For the understanding of the present invention, the following terms will be explained first:
WPT: wireless energy transfer.
WIT: and (4) wireless information transmission.
h: the channel gain.
(st,at,rt,st+1): transitions format of reinforcement learning algorithm.
The epsilon-greedy strategy: exploration strategy of original DQN.
γ: instantaneous signal-to-noise ratio.
Figure GDA0003153907880000031
: average error rate performance.
Figure GDA0003153907880000032
: average energy harvesting performance.
Figure GDA0003153907880000041
: the average transmit power.
ρPS: a power division factor.
Mod: and (4) modulation mode.
P0: a constrained target value for the average harvest energy.
Pt0: a target value for the average transmit power constraint.
BER0: average bit error rateIs determined.
In the case where the channel transition probability is unknown, a reinforcement learning based approach may be very effective.
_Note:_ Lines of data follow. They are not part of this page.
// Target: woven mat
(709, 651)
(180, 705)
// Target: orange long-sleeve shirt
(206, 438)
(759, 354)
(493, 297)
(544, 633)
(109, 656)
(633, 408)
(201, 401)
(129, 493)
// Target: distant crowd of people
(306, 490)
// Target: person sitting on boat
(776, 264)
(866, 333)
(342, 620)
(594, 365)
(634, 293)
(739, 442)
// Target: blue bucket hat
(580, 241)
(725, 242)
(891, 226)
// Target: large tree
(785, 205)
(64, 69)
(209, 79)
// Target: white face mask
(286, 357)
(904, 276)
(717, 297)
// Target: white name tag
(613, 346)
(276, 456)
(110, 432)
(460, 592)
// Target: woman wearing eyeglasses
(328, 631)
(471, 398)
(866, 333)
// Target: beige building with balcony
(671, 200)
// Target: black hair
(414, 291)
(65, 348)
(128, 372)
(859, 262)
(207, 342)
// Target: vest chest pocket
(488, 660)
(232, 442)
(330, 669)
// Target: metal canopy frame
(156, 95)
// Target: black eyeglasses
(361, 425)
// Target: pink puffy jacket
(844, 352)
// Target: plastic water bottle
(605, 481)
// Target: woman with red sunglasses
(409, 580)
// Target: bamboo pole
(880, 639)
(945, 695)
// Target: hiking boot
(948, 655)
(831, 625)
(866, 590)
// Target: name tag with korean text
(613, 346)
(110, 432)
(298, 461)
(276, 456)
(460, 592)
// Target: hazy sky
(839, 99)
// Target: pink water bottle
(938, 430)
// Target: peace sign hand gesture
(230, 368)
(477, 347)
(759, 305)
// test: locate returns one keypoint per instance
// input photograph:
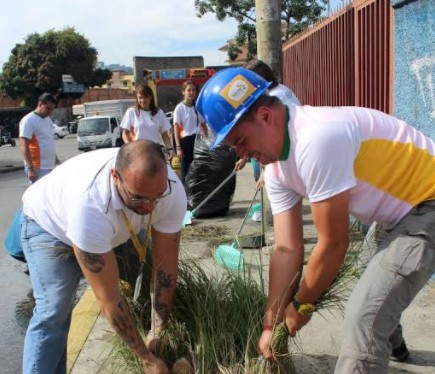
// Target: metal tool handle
(214, 191)
(262, 213)
(247, 213)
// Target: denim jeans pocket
(30, 228)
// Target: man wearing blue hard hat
(345, 160)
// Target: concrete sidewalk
(91, 338)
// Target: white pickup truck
(98, 132)
(100, 126)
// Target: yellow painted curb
(83, 319)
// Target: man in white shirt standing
(37, 139)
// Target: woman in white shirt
(146, 121)
(187, 124)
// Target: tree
(37, 65)
(297, 15)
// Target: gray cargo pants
(404, 261)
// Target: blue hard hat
(226, 96)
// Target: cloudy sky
(120, 30)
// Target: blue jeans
(55, 276)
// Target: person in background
(146, 121)
(346, 161)
(285, 94)
(187, 124)
(72, 219)
(37, 139)
(150, 82)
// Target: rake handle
(213, 192)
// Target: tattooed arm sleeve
(101, 271)
(165, 267)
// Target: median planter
(217, 321)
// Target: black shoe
(400, 353)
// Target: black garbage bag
(207, 170)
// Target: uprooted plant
(216, 320)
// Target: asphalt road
(15, 286)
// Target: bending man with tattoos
(86, 206)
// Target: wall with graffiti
(414, 60)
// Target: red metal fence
(345, 59)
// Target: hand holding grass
(294, 320)
(155, 366)
(264, 347)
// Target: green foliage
(296, 14)
(37, 65)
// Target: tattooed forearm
(124, 325)
(176, 237)
(160, 313)
(92, 261)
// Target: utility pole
(269, 44)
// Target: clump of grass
(204, 233)
(216, 320)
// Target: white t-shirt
(41, 135)
(388, 166)
(78, 203)
(285, 94)
(188, 119)
(145, 126)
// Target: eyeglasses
(137, 201)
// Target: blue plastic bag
(12, 240)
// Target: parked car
(60, 131)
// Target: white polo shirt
(388, 166)
(188, 119)
(145, 126)
(79, 203)
(40, 133)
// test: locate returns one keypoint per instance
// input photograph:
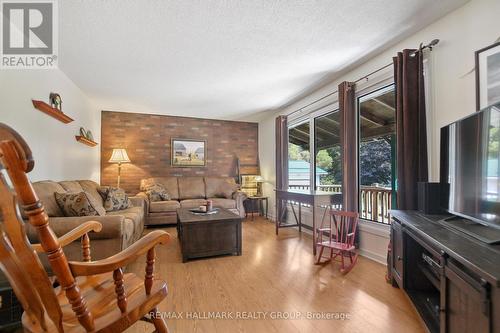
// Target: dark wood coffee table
(208, 235)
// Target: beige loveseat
(188, 192)
(120, 229)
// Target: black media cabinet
(452, 279)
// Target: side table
(255, 204)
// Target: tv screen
(470, 165)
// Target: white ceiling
(223, 59)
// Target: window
(299, 157)
(328, 175)
(377, 153)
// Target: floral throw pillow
(225, 190)
(157, 192)
(114, 198)
(75, 204)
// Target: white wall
(58, 156)
(463, 31)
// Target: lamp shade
(119, 155)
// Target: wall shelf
(85, 141)
(53, 112)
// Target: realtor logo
(29, 34)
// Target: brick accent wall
(147, 140)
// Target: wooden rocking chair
(92, 296)
(341, 233)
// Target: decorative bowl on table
(198, 211)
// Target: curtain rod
(422, 47)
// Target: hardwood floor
(276, 276)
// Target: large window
(377, 146)
(299, 157)
(315, 153)
(328, 176)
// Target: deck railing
(375, 201)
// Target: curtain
(349, 146)
(349, 149)
(281, 158)
(411, 134)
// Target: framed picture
(488, 76)
(249, 184)
(188, 153)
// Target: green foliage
(324, 160)
(329, 160)
(296, 153)
(375, 162)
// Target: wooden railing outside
(375, 201)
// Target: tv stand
(484, 233)
(452, 280)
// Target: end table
(255, 204)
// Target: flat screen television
(470, 167)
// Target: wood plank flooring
(275, 276)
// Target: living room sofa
(188, 192)
(120, 229)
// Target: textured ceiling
(227, 58)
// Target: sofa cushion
(191, 188)
(71, 186)
(169, 183)
(90, 187)
(193, 203)
(220, 187)
(164, 206)
(114, 198)
(75, 204)
(135, 215)
(45, 191)
(223, 203)
(157, 192)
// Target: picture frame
(188, 152)
(249, 184)
(487, 76)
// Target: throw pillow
(225, 190)
(75, 204)
(114, 198)
(157, 192)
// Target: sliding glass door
(377, 154)
(328, 175)
(299, 157)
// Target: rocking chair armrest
(73, 235)
(121, 259)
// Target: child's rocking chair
(341, 233)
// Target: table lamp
(119, 156)
(259, 180)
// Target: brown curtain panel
(349, 146)
(281, 157)
(411, 133)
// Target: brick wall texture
(147, 141)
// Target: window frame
(362, 95)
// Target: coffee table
(208, 235)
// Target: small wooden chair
(92, 296)
(341, 233)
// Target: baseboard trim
(373, 256)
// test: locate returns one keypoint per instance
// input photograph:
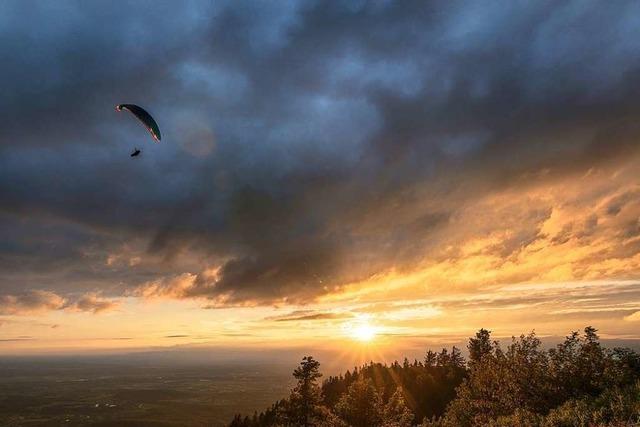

In the reinforcement learning method, the optimal control strategy is learned by repeatedly interacting with the environment (i.e., the channel) without assuming prior information of the channel transition probability.
The invention provides a self-adaptive link control design and optimization method based on energy collection and deep reinforcement learning, which comprises the following steps as shown in figure 1:
s1, constructing a self-adaptive link control system (including self-adaptive power control, self-adaptive modulation and self-adaptive energy control) based on an energy acquisition technology;
in this embodiment, a point-to-point SWIPT system consisting of one intelligent transmitter and one receiver is considered. They all have only one antenna. The receiver is assumed to have a rechargeable battery. The receiver uses power splitting to store a portion of the received energy in a battery, and the remaining energy is used to transmit data to the transmitter. The transmitter adaptively adjusts the transmitting power and the modulation mode of the transmitter under the constraints of average power limit, average bit error rate limit and average energy harvesting limit according to the feedback information of channel estimation, and the receiver adaptively adjusts the modulation rate division factor. For example, the transmitter makes adjustments to the transmit power based on various performance indicators of the current system operation, selects an appropriate modulation scheme based on a policy, and stabilizes the average performance indicator within the performance constraints by dividing the power, some for energy transmission, some for data transmission, and adaptively adjusting the ratio during division (adaptive power division factor control).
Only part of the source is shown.